Vitamin B 12: Eksikliği preeklampsi ve düşük doğum ağırlığı ile ilişkili yüksek seviyedeki homosistein ile ilişkilendirilmiştir.
Emziklilik Döneminde Beslenme
Annenin beslenme şekli süt miktarını ve kalitesini etkilemektedir. Büyüme geriliğinin en önemli nedeni yetersiz anne sütü alımıdır. Yetersiz beslenen çocuklarda enfeksiyon görülme riski artmaktadır. Bundan dolayı emziklilik döneminde enerji ve besin ögesi gereksinmesi çok önemlidir.
Emzirme, birçok yönüyle sağlık etmenlerini potansiyel olarak etkileyebilir. Emzirmenin başarılı olmasını etkileyen faktörler arasında emzirmenin süresi, emzirme döneminde yapılan diyetler bulunur. Emzirme, çocuğun bağırsak mikrobiyotasını ve bağışıklık sistemini etkiler.
Emzirme döneminde anne beslenmesindeki amaç kendi fizyolojik gereksinmesini karşılamanın yanı sıra vücudundaki besin ögesi gereksinmesini dengede tutmak ve böylece salgıladığı sütün gerektirdiği enerji ve besin ögesini zenginleştirmektir. Annenin besin ögesi gereksinimi kişisel ayrıcalıklar göz önünde tutularak önerilmelidir. Bu ayrıcalıklar, sık doğumlara bağlı depoların azalması, enfeksiyon sıklığı, beslenme yetersizliği, fiziksel aktivite ağırlığı gibi enerji harcamasını artıran etmenlerdir.
Emziklilik döneminde süt üretimi ilk gün 50 ml iken ilk 5 günde 500 ml, ilk bir ayda 650 ml, 3 ayda da 750 ml’ye kadar ulaşabilmektedir. Bundan dolayı 750 ml süt üretimi için 500 kkal’lik enerjiye gereksinim duyulmaktadır.
Anne Sütü
Hayata güzel bir başlangıç yapmak için yaşamın ilk 6 ayı önemli bir süreçtir. Bu süreçte bebeğin gelişimine en büyük yardımcı anne ve annenin sütüdür. Anne sütü bebeğin ihtiyaçlarına göre ayarlanan, besin değeri ve kalitesi yüksek, kolay ulaşılabilen ucuz bir besindir. DSÖ ve UNICEF bebeğin ilk 6 ayında sadece anne sütü alması, altıncı aydan iki yaşına kadar olan süreçte ise uygun ek besinlere başlanarak anne sütünün alımına devam edilmesi gerektiğini bildirmiştir.

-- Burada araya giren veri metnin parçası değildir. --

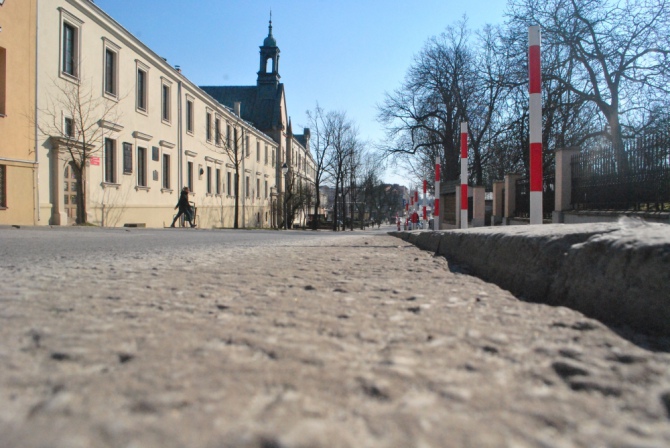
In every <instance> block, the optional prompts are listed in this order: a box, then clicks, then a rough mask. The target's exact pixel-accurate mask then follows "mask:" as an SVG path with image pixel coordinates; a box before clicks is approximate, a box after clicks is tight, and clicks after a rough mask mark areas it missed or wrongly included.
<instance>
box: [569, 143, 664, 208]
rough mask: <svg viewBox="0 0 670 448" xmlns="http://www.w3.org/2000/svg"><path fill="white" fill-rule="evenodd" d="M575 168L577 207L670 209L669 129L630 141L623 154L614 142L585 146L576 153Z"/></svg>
mask: <svg viewBox="0 0 670 448" xmlns="http://www.w3.org/2000/svg"><path fill="white" fill-rule="evenodd" d="M571 169H572V194H571V197H572V201H571V202H572V206H573V207H574V208H575V209H577V210H580V209H581V210H586V209H588V210H638V211H669V210H670V138H669V134H668V133H658V134H655V135H647V136H642V137H639V138H636V139H634V140H630V141H627V142H626V143H625V145H624V151H623V157H621V156H620V157H617V155H616V153H615V151H614V147H613V145H611V144H609V145H603V146H600V147H595V148H590V149H587V150H584V151H582V152H581V153H579V154H575V155H574V156H572V159H571Z"/></svg>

Bebek; doğar doğmaz anne ile tanıştırılmalı, anne sütünü tatmalı ve ilk 6 ay boyunca sadece anne sütü verilmelidir. Ayrıca bebek her istediğinde emzirilmelidir.

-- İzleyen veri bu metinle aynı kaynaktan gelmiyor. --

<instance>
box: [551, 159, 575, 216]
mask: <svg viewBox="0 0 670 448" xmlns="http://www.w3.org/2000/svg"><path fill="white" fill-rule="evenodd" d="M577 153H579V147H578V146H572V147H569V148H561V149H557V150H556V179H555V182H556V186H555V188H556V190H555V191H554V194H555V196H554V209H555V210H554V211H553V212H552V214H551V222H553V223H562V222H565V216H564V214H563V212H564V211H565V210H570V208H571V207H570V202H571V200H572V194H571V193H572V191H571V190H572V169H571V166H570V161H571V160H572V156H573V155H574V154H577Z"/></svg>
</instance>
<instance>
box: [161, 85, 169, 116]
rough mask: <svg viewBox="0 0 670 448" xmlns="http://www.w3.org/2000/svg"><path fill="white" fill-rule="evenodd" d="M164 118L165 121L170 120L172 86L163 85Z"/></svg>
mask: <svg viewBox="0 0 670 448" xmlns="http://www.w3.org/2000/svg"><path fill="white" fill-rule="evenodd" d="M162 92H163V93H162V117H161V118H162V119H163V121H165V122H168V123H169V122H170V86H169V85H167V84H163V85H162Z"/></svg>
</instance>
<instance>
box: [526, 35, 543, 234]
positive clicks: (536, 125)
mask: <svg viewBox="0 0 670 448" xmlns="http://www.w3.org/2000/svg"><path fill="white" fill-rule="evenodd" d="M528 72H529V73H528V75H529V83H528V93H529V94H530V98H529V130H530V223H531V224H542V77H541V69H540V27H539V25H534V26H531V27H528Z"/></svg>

Bilimsel çalışmalar, gebelik ve emziklilik döneminde annelerin yeterli ve dengeli beslenmesinin; hem kendi sağlığının korunabilmesinde hem de bebeğin sağlıklı doğması ve gelişmesinde etkili olduğunu göstermektedir. Toplum sağlığının iyileştirilmesi ve hastalıkların kontrolü adına gebelik döneminde ve emziren kadınlarda; yeterli ve dengeli beslenmenin sağlanması, beslenme sorunlarının önlenmesi, diyetin düzeltilmesi için eğitimler düzenlenmesi, besin zenginleştirme, vitamin ve mineral desteğinin yapılması önemlidir.